Related: Trump and Rubio Gang Up on Ted Cruz

It’s true that after the name-calling between Cruz and Trump (who tagged him “Lyin’ Ted’) during the primary campaign; after Trump’s derogatory comments about Cruz’s wife; after Trump’s suggestion that Cruz’s father had a role in the JFK assassination; and after Cruz neglected to endorse Trump at the Republican National convention, they did in the end come together. In September, Cruz finally endorsed Trump and campaigned for him.

And a year earlier, before the primary season got ugly, Trump and Cruz held a joint rally in Washington to oppose a nuclear deal with Iran. “There is a little romance between us,” Trump told reporters as Cruz was speaking. However, after all that went down, no one can accuse them of being anything more than politically expedient allies – which means there was a reason for Cruz to pop into transition central at Trump Tower.

That reason, a betting person might wager, was the Supreme Court vacancy left by the death of Justice Antonin Scalia.

While the Texas senator’s name does not appear on the list of 21 potential Supreme Court candidates that Trump released at the end of September and that he has called “definitive,” there are at least three factors that argue for a Cruz nomination.

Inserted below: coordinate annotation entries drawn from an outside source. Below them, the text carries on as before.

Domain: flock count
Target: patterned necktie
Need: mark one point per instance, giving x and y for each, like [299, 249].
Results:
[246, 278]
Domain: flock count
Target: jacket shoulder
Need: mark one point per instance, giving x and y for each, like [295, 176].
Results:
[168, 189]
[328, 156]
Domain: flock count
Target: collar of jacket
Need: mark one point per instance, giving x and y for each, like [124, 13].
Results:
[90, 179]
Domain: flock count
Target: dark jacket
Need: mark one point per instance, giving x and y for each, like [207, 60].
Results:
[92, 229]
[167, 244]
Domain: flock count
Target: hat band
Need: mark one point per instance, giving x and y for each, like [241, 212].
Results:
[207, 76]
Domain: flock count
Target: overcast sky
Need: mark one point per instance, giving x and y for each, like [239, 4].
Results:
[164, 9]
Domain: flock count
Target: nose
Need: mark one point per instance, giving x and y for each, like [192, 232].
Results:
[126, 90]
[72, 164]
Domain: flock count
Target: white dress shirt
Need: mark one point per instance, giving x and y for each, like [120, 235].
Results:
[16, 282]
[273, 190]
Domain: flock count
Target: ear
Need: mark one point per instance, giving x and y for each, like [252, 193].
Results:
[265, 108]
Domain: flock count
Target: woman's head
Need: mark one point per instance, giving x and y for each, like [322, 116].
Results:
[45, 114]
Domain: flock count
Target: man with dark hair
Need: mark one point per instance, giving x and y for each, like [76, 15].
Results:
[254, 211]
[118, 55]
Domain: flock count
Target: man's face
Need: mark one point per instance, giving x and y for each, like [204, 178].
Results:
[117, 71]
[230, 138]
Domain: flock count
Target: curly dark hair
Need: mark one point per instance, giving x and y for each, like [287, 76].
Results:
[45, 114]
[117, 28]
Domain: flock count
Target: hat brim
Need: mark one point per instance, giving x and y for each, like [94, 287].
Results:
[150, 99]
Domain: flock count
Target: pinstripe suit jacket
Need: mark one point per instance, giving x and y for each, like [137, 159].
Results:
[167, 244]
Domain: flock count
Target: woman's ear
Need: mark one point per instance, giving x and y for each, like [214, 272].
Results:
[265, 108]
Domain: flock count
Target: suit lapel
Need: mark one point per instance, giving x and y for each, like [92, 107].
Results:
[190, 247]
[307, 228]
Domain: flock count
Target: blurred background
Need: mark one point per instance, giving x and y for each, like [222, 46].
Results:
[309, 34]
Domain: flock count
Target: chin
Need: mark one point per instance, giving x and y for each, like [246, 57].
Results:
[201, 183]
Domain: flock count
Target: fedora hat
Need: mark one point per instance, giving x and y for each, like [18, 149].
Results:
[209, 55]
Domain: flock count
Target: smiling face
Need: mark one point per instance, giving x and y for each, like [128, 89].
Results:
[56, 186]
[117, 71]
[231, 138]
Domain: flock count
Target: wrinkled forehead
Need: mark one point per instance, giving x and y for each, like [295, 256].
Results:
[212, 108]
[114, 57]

Related: Ted Cruz: It’s Hard Out There When You’re Universally Loathed

  1. Cruz can be a loose cannon in the Senate, and Trump doesn’t need a conservative firebrand questioning his policy choices. Nominating Cruz to the Supreme Court might please Republican senators who chafe at Cruz’s grandstanding while reassuring conservatives and eliminating a potential rival in 2020. South Carolina Senator Lindsey Graham has clashed with Cruz in the past and said last February, “If you killed Ted Cruz on the floor of the Senate, and the trial was in the Senate, nobody could convict you.” But at a Veterans Day event, Graham said that his fellow member of the Senate Judiciary Committee should be on Trump’s SCOTUS list, adding, “there is no stronger constitutional conservative than Ted Cruz.”

  2. During the Republican primaries, one of Cruz’s two most generous backers was the Mercer Family, which poured some $13.5 million into efforts to help him win the GOP nomination. When Cruz was ultimately vanquished, the Mercers threw their support to Trump. Now Rebekah Mercer, the activist daughter of hedge fund billionaire Robert Mercer, sits on the executive committee overseeing the Trump transition team – along with Steve Bannon, to whom the Mercers have close ties. It is not unreasonable to imagine that the support of the Mercers, who also urged the hiring of Trump campaign manager Kellyanne Conway, would carry considerable weight.

  3. The reason that Trump could cite for diverging from his “definitive” list to pick Cruz is simple: He is highly qualified. Harvard Law School Professor Alan Dershowitz has called Cruz one of the most brilliant students he has ever taught, and as the solicitor general of Texas, Cruz argued cases before the Supreme Court nine times.

Ted Cruz Is Kinda Sorta Right About Something

The Republican majority on the Senate Judiciary Committee, which includes staunch conservatives such as Cruz’s fellow Texan John Cornyn, Jeff Sessions of Alabama (Trump’s pick for Attorney General) and Mike Lee of Utah, who is on Trump’s Supreme Court list, could be expected to rally behind Cruz. But he would be in for a fierce grilling from the Democratic minority, which includes liberals such as Al Franken of Minnesota and Sheldon Whitehouse of Rhode Island.

And if Cruz made it past the Judiciary Committee and got to the Senate at large for confirmation, he could face a Democratic filibuster. To shut down the filibuster would require 60 votes.

In short, any battle to install Cruz as a justice of the Supreme Court would be bruising and bloody. But all those on the Right who questioned Trump’s conservative credentials would finally be silenced.